Friday, July 26, 2013

Books Do Write Themselves


Mr. Possum from the Hubbleville series by Micki Bare
Meet Prewitt W. Possum,
one of my favorite
characters and the star
of my new manuscript.
As a writer, I truly believe through experience that books, and columns for that matter, write themselves. The writer is merely the conduit. Lots of ideas spark my writing, but the final products are never what I envision or intend them to be. They are what they become on their own.

Now that the stress of planning our 2013 family reunion has dissipated and the event is behind us, my mind is clear and open for the task of writing my next children's book.
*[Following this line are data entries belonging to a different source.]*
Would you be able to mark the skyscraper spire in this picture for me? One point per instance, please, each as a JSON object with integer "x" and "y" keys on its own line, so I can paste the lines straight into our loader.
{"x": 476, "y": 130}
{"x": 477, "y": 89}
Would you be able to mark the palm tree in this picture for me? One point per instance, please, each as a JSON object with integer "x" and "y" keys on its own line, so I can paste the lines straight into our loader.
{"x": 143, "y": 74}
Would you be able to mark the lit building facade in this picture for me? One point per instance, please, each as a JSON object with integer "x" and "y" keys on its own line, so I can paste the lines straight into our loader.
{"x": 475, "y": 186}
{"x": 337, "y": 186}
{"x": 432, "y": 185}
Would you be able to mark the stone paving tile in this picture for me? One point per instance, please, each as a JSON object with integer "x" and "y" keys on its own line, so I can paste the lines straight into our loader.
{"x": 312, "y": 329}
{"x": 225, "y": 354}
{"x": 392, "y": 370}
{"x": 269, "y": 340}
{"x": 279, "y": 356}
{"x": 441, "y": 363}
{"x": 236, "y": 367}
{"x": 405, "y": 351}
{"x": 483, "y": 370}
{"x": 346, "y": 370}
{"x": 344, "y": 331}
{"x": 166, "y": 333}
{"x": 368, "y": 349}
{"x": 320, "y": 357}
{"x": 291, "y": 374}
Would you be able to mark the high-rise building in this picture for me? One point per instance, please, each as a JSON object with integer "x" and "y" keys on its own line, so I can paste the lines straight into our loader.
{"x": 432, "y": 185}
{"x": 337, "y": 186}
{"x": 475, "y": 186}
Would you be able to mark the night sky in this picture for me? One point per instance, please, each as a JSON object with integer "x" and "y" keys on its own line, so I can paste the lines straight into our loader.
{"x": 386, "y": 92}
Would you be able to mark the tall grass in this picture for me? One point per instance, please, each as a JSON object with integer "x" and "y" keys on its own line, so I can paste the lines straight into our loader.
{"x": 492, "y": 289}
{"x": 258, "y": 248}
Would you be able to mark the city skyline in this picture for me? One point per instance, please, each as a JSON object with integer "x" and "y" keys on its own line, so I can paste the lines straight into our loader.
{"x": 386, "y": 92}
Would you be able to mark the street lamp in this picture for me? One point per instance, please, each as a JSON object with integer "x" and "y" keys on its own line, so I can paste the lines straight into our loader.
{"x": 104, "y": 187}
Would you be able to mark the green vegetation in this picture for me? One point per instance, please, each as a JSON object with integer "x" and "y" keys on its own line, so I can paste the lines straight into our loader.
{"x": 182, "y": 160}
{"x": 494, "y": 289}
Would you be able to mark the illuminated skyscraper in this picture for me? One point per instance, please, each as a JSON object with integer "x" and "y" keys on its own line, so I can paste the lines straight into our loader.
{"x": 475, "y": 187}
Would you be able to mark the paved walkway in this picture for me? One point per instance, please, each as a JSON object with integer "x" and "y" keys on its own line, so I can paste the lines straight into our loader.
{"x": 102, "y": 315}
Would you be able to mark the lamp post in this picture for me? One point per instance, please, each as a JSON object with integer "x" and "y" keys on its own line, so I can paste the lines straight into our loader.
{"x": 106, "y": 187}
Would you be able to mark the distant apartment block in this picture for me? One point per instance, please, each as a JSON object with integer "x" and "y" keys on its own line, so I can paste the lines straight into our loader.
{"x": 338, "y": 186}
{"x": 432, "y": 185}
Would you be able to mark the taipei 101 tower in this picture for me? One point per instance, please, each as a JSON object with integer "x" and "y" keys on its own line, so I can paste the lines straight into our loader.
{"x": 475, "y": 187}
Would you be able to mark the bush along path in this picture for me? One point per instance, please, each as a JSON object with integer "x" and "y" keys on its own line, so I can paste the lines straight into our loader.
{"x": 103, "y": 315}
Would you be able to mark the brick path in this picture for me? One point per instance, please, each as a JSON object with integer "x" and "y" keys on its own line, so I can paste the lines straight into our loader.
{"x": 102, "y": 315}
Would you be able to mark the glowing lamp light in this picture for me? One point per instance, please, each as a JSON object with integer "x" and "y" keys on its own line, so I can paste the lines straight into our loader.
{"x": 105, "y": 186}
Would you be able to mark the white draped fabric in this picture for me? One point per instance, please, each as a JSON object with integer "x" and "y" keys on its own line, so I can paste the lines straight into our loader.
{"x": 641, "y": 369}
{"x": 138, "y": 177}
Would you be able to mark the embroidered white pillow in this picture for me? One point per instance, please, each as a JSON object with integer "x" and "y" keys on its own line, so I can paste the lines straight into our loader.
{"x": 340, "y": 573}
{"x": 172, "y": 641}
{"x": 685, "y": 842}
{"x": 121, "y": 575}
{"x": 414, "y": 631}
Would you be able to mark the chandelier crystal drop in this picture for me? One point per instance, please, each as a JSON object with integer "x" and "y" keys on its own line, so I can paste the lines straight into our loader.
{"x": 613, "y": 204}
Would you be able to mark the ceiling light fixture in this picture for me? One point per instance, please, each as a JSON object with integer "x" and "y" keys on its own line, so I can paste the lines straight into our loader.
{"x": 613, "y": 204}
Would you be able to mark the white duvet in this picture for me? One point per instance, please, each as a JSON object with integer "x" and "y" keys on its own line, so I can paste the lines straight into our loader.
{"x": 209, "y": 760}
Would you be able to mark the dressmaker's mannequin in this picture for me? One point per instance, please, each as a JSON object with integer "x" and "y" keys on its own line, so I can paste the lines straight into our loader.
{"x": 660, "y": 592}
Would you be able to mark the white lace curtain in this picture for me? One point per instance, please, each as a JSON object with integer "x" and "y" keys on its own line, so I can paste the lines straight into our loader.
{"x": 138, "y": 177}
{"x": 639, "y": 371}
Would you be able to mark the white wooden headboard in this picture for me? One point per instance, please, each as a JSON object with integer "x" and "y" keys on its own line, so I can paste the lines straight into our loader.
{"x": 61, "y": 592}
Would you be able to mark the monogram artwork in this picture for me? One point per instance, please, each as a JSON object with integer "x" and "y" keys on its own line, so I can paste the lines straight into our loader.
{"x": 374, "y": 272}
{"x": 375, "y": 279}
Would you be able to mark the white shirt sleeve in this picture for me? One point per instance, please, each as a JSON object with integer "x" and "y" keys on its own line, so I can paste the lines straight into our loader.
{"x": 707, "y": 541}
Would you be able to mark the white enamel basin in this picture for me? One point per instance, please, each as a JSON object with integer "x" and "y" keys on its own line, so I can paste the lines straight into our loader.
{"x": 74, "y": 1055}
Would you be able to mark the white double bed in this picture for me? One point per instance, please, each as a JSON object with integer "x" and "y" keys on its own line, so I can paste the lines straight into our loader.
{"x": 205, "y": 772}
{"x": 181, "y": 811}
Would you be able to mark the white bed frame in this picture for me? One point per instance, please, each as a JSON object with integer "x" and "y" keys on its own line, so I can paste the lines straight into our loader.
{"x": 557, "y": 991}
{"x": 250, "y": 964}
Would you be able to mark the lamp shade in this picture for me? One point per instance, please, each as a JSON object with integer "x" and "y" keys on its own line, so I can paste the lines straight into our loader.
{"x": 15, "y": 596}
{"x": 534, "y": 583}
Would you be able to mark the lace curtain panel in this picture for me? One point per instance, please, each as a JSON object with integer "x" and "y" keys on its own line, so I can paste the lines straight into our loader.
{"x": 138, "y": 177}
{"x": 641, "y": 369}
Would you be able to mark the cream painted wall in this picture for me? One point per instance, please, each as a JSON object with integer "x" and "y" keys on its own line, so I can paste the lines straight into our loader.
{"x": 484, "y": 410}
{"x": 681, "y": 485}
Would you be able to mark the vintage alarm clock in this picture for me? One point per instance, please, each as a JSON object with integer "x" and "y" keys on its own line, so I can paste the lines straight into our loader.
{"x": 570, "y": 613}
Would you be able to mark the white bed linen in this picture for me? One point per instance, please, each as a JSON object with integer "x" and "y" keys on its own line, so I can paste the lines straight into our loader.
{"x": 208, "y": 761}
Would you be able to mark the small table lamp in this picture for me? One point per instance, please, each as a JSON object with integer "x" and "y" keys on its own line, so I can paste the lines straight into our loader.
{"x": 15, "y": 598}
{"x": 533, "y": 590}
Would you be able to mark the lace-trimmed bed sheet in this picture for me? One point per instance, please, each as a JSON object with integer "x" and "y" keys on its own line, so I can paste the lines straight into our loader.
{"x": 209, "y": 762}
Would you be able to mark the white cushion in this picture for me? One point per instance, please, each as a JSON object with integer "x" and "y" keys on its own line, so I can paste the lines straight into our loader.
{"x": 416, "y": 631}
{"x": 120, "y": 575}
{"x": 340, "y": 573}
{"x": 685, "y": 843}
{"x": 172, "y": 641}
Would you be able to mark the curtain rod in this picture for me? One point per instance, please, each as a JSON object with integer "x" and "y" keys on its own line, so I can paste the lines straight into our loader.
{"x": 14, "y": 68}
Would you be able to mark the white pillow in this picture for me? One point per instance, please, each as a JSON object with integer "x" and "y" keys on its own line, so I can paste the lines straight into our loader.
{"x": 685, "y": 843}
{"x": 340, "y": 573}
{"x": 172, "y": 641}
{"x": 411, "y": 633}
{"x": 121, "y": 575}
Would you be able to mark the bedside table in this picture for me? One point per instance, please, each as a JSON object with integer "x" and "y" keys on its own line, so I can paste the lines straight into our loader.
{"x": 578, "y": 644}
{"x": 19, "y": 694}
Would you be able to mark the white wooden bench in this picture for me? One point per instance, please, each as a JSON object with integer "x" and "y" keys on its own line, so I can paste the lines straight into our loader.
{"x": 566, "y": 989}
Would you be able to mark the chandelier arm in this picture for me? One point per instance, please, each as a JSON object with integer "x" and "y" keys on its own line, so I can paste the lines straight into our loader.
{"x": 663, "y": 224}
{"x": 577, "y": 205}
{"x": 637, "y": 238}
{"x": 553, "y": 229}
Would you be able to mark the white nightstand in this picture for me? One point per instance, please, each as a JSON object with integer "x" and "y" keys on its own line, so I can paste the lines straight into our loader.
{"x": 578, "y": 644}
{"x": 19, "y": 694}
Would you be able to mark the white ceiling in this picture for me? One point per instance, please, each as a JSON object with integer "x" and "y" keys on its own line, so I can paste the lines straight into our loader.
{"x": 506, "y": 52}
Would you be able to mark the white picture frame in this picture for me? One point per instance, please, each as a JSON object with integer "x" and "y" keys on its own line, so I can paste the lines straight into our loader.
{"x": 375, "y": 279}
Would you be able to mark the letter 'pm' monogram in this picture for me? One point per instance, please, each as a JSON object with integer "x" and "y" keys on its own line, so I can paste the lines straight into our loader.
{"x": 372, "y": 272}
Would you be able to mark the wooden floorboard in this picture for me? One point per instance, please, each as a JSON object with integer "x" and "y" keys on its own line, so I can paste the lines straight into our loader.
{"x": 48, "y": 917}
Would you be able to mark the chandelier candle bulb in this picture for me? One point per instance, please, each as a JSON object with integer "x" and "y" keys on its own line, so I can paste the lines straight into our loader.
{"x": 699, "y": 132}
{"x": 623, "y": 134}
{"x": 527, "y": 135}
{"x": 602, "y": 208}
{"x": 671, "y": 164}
I began it last fall, nearly a year ago. But the holidays, home projects, and our family reunion occupied my mind and soul. Now, however, the creative juices are flowing. In addition to allowing the next book in the Hubbleville series take shape, I must heed other callings. There are several other writing projects chomping at the bit for me to be released through my mind and fingers. Several ideas, currently existing as notes scratched on notepads and dry erase ink on my whiteboard, long to make their debut onto the white screen of my laptop.

I should probably sweep the floors and wash the not-dishwasher-safe dishes piling up in my sink. But Prewitt W. Possum keeps pulling me back to my computer, nagging me to write his story. He is frustrated by his waning enthusiasm for writing. But as the writer, editor, and publisher of the only newspaper in Hubbleville, he really has no choice but to rediscover his passion. Meanwhile, he has just discovered something in the park on his way home from dinner at the Country Café with Mr. Frogson. Meanwhile, Mr. Turtle just happened by, so the floors and dishes will have to wait until Mr. Possum and Mr. Turtle figure out the identity of the curious object nestled in the tree.

Micki Bare, mother of three, wife, daughter & writer is the author of Thurston T. Turtle children's books. 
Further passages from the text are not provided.